Han Yu’s exposition of the fundamentals of Confucianism and Li Ao’s exploration of how the kind of values which characterised Buddhism and Daoism made a key contribution to the development of philosophical thought that would take place in the Sung Dynasty, which came to power following the final collapse of the Tang regime and ruled substantially unchallenged from 960 to 1126 and then, after north China was seized by the Mongols, from 1127 to 1279 as the ‘Southern Sung’ Dynasty.
By the beginning of the Sung, Confucianism, Daoism and Buddhism all had their followings, and had set up permanent institutions by which their respective aims were to be fulfilled. Even the despised Legalism was implicit in what had now become the typical Confucian administration of the Chinese Empire. With all these strands pulling in different directions, attempts were made to promote a new form of unified philosophy that would be basically Confucian in nature, but would incorporate what we might nowadays call the ‘metaphysical’ aspects of Buddhism, Daoism and occultism.
The key item in this rebuilding of Confucianism was the concept of Dao, and its transmission from legendary times according to the account given by Han Yu and quoted above. In Chinese, the scholars who were involved were called the ‘Dao Xue Jia’ – literally, ‘the experts in studies of the Dao’. This ‘Dao Xue’ is referred to in translation as neo-Confucianism, and its practitioners as neo-Confucians. Early in the Sung Dynasty the neo-Confucian movement comprised two main schools established respectively by two brothers from Henan province, Cheng Hao (1032–85) and Cheng Yi (1033–1108). The younger brother, Yi, founded the so-called School of Principles, and Hao established the School of Mind.

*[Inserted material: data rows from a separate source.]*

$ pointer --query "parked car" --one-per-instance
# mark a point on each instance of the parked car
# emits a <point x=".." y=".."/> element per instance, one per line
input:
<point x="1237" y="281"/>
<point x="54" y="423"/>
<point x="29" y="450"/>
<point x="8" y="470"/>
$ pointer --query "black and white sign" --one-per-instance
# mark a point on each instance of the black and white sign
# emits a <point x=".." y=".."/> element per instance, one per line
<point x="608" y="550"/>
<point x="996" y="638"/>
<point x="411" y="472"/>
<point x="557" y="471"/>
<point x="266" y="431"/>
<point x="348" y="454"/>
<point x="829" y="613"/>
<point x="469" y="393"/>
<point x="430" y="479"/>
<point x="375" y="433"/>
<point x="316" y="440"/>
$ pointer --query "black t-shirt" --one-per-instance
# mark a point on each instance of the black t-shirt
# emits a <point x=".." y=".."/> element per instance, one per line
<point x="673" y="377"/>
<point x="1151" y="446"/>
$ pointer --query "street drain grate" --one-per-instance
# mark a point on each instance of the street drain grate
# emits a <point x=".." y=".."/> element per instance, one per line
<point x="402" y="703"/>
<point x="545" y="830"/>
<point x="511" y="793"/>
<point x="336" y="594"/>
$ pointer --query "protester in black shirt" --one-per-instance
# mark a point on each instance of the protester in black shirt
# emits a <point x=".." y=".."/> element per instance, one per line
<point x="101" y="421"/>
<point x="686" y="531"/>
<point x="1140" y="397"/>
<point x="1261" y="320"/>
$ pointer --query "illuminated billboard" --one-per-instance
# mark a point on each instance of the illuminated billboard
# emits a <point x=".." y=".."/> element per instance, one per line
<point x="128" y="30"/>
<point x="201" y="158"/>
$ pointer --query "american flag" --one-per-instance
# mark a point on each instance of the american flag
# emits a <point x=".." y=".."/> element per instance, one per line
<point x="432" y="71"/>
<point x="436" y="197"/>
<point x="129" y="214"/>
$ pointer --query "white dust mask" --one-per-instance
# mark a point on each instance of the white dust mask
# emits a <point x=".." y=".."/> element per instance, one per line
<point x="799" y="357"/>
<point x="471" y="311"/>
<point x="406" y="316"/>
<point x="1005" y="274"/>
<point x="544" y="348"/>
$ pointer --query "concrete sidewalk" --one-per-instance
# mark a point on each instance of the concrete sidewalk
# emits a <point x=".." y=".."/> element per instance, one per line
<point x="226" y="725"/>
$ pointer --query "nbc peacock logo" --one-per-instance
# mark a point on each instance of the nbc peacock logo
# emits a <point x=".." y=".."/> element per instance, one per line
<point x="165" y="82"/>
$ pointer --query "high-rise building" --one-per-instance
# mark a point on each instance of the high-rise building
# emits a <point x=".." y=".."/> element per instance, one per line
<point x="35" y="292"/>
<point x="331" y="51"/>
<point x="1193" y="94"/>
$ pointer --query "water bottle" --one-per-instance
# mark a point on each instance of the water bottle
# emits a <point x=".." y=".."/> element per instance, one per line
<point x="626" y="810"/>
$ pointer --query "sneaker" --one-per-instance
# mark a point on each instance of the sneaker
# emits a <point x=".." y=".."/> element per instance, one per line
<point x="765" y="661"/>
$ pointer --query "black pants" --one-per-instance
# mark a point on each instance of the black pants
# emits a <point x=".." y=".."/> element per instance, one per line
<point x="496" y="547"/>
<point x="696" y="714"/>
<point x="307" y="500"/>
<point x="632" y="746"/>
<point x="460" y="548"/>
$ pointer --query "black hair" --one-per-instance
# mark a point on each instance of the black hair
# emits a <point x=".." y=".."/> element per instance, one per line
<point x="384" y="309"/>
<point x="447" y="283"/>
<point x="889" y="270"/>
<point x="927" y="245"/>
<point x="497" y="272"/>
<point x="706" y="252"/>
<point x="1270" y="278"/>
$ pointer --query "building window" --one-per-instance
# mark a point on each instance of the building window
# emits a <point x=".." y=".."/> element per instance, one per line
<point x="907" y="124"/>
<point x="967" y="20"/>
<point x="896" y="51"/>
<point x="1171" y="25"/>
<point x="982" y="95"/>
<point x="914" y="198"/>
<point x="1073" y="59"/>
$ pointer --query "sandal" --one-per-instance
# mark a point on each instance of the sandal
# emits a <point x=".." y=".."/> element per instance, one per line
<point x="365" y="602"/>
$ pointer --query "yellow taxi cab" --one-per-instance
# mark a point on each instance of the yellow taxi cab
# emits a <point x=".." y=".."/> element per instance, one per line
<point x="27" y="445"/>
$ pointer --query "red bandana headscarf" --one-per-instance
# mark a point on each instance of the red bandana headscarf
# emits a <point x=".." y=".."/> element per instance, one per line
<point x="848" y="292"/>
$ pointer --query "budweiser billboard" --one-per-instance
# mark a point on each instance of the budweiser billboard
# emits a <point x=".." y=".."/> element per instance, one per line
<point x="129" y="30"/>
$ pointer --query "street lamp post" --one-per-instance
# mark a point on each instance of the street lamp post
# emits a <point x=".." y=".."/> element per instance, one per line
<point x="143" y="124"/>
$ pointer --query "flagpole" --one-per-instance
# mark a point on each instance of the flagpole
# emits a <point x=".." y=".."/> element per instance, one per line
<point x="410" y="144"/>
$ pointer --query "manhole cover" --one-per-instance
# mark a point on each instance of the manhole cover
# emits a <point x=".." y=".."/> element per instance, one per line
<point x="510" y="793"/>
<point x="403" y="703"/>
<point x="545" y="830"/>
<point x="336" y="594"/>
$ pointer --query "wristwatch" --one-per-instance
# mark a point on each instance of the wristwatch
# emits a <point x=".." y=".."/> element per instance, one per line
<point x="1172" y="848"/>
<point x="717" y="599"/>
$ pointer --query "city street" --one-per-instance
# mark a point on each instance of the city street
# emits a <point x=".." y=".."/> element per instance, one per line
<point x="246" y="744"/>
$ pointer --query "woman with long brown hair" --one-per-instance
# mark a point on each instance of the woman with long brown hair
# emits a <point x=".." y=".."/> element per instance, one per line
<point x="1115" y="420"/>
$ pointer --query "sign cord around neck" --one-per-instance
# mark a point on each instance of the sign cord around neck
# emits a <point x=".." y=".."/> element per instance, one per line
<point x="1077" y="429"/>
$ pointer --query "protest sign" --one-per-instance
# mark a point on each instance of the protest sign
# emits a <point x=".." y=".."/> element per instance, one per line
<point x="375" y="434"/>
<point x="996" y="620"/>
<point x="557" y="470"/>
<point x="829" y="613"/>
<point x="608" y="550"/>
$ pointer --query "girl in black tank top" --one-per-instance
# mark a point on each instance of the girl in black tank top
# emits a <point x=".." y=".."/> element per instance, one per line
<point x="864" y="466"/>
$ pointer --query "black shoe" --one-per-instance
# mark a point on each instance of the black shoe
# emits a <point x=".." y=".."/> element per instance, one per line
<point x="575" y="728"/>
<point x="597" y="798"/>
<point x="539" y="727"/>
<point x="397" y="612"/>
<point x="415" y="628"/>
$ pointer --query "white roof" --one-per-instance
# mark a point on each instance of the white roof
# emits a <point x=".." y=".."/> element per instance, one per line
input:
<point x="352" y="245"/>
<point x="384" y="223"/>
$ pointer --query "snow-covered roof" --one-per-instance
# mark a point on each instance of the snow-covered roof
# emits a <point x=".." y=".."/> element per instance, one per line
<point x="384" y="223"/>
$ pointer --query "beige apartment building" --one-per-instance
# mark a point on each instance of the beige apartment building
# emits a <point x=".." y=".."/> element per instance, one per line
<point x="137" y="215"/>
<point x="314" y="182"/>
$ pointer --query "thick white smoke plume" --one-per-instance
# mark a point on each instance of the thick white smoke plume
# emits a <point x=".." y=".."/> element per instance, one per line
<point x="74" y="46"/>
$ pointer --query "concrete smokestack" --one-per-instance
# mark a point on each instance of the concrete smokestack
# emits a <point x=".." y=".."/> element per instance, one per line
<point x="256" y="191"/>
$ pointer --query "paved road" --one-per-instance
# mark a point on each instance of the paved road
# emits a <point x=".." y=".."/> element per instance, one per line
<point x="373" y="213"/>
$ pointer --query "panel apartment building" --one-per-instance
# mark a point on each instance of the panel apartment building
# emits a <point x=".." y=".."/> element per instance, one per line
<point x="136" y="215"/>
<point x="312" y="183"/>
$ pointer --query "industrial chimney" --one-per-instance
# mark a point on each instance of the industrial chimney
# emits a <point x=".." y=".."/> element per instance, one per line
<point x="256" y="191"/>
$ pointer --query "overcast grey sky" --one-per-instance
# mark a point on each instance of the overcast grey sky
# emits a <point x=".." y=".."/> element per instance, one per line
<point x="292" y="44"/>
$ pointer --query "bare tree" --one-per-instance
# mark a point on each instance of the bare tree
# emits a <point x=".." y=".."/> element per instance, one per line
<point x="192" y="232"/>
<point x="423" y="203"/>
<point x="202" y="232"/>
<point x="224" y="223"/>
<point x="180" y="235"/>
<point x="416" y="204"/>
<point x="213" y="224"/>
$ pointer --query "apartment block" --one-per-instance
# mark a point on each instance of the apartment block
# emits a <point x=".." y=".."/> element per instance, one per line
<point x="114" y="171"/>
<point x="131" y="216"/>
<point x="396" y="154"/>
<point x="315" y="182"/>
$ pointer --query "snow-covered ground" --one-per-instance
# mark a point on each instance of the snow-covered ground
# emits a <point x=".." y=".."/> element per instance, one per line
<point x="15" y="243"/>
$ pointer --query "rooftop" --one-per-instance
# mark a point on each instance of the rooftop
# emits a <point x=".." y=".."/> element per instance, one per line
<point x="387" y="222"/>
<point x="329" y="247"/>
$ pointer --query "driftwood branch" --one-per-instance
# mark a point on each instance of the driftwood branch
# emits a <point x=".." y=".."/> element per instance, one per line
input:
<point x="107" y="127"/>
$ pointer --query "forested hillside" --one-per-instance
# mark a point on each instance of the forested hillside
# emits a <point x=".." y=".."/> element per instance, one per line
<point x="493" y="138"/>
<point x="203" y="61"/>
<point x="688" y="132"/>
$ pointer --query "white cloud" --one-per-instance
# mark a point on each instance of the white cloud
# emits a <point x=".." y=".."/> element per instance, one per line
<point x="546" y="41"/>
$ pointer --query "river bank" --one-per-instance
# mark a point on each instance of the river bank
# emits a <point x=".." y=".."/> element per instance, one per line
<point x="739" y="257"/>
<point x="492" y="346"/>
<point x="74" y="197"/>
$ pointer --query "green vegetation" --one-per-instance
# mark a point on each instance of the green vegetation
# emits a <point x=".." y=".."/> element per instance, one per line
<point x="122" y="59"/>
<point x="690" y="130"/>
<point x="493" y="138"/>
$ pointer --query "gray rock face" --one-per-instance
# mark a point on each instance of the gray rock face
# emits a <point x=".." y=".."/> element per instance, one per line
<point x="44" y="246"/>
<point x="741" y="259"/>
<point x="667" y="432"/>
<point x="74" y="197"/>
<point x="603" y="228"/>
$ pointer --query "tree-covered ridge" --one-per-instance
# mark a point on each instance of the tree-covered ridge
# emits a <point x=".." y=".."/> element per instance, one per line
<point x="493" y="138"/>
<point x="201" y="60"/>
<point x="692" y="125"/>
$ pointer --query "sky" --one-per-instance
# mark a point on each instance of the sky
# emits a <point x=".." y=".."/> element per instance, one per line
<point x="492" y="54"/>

The central neo-Confucian figure in the Sung is Zhu Xi (1130–1200). He took over the development of the School of Principles, and brought it to a stage where it was the predominant school of neo-Confucian philosophy. Zhu Xi himself was a famous historian, a great commentator on the newly rehabilitated Confucian Classics, a renowned philosopher and a minor statesman. Cheng Yi’s school takes its name from the character (li, ‘principle’), and Zhu Xi’s idea was that all things have their metaphysical principle, which is then embodied in the physical things themselves. We may perhaps think of this li of a thing as a conceptual bundle of all the basic attributes of that thing. Although one might be tempted to draw a parallel with the ‘forms’ of the ancient Greek philosopher Plato, however, the Chinese turned out to be much more interested in the application of principles to human nature and society. So, for example, Zhu Xi used his concept of li to justify Mencius’ claim that human nature is intrinsically good. He argued that the li of Man is pure, and so can be seen as the source of the basic virtues of humanity, including ren. However, the embodiment of this li in a particular individual is affected by the less-than-perfect nature of the individual and may need to be restored by education to recover its own purity. Self-cultivation also plays its part in the transformation of the human li, and may lead to an instant of sudden, Zen-like enlightenment.
The achievement of Zhu Xi and others in developing the neo-Confucian philosophy cannot be underestimated. The neo-Confucian synthesis gave the formal Confucianism of Han Yu the resilience it needed to provide an acceptable account of the human condition, with its need for metaphysical values, while retaining the authority of legend, antiquity, the Zhou rulers, Confucius and Mencius to support a state system of Confucian administration. Indeed, the neo-Confucian synthesis was to provide the central philosophy of successive Chinese administrations down to the twentieth century.